Secondo la ricostruzione della polizia colombiana, Coatti – che si trovava nel Paese sudamericano per una breve vacanza – avrebbe conosciuto i suoi assassini attraverso una di queste piattaforme, probabilmente Grindr, come riportato dai media locali. L’appuntamento, fissato per il 3 aprile nel centro di Santa Marta, si sarebbe trasformato in un agguato. Il corpo del 38enne, ritrovato tre giorni dopo in condizioni atroci, mostrava segni di un’esecuzione brutale, culminata con lo smembramento.

Carlos Triana, capo della polizia nazionale colombiana, ha confermato che gli investigatori hanno tracciato gli ultimi movimenti del ricercatore italiano, incrociando dati digitali e testimonianze, fino a risalire ai presunti membri del gruppo criminale. «Si tratta di individui già noti per attacchi simili», ha dichiarato Triana, sottolineando che la banda prenderebbe di mira soprattutto turisti stranieri, molti dei quali appartenenti alla comunità LGBTQIA+, sfruttando la loro vulnerabilità in un contesto sconosciuto.

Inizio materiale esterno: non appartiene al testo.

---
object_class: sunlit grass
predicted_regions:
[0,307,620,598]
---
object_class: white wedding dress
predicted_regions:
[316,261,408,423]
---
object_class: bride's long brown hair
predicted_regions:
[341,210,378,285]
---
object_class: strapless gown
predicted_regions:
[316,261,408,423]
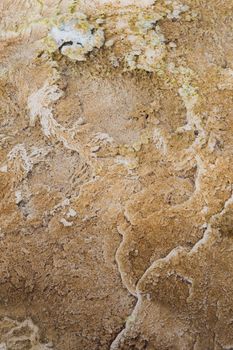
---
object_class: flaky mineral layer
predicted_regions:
[0,0,233,350]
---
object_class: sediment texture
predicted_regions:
[0,0,233,350]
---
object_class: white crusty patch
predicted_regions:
[50,15,104,61]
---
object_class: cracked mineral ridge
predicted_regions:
[0,0,233,350]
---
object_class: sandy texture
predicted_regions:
[0,0,233,350]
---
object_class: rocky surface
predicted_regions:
[0,0,233,350]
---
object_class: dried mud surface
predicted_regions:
[0,0,233,350]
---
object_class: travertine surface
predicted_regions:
[0,0,233,350]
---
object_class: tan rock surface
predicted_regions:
[0,0,233,350]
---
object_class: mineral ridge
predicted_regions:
[0,0,233,350]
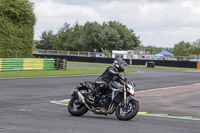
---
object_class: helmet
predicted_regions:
[113,58,127,72]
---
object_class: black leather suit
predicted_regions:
[95,66,119,93]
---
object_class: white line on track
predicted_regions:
[138,114,200,121]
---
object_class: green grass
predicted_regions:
[68,61,198,71]
[0,66,136,78]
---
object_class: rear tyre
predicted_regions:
[68,97,88,116]
[115,100,139,121]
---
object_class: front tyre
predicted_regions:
[115,100,139,121]
[68,97,88,116]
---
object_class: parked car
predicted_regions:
[91,52,107,58]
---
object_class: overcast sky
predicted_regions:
[30,0,200,47]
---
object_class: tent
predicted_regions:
[156,50,173,56]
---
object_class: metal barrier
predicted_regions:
[33,54,197,68]
[0,58,55,71]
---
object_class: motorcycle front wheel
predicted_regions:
[115,100,139,121]
[68,97,88,116]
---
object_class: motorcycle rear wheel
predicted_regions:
[68,97,88,116]
[115,100,139,121]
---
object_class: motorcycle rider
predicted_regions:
[95,58,127,97]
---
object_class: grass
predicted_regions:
[0,66,136,78]
[68,61,197,71]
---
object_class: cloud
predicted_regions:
[32,0,200,47]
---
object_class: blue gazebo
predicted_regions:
[157,50,173,56]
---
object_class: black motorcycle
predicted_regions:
[68,74,139,120]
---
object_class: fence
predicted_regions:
[0,58,55,71]
[33,54,197,68]
[33,49,200,62]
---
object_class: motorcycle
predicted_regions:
[68,73,139,120]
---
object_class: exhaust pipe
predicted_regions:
[74,89,91,110]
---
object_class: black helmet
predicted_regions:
[113,58,127,72]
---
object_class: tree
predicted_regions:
[36,30,56,50]
[191,39,200,55]
[101,24,122,51]
[82,22,102,51]
[173,41,191,56]
[53,23,73,50]
[0,0,36,58]
[108,21,141,50]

Non è la prima volta che a Santa Marta, località turistica affacciata sul Mar dei Caraibi, vengono registrati episodi del genere. Le autorità colombiane, tuttavia, hanno assicurato che le indagini proseguono senza sosta, anche se al momento non è stato possibile stabilire se i killer abbiano agito da soli o fossero collegati a una rete più ampia. Quello che emerge con chiarezza è la ferocia di un delitto che ha lasciato pochi dubbi sulle intenzioni degli assassini: derubare la vittima, eliminare ogni prova e disfarsi del corpo in modo da ritardarne il ritrovamento.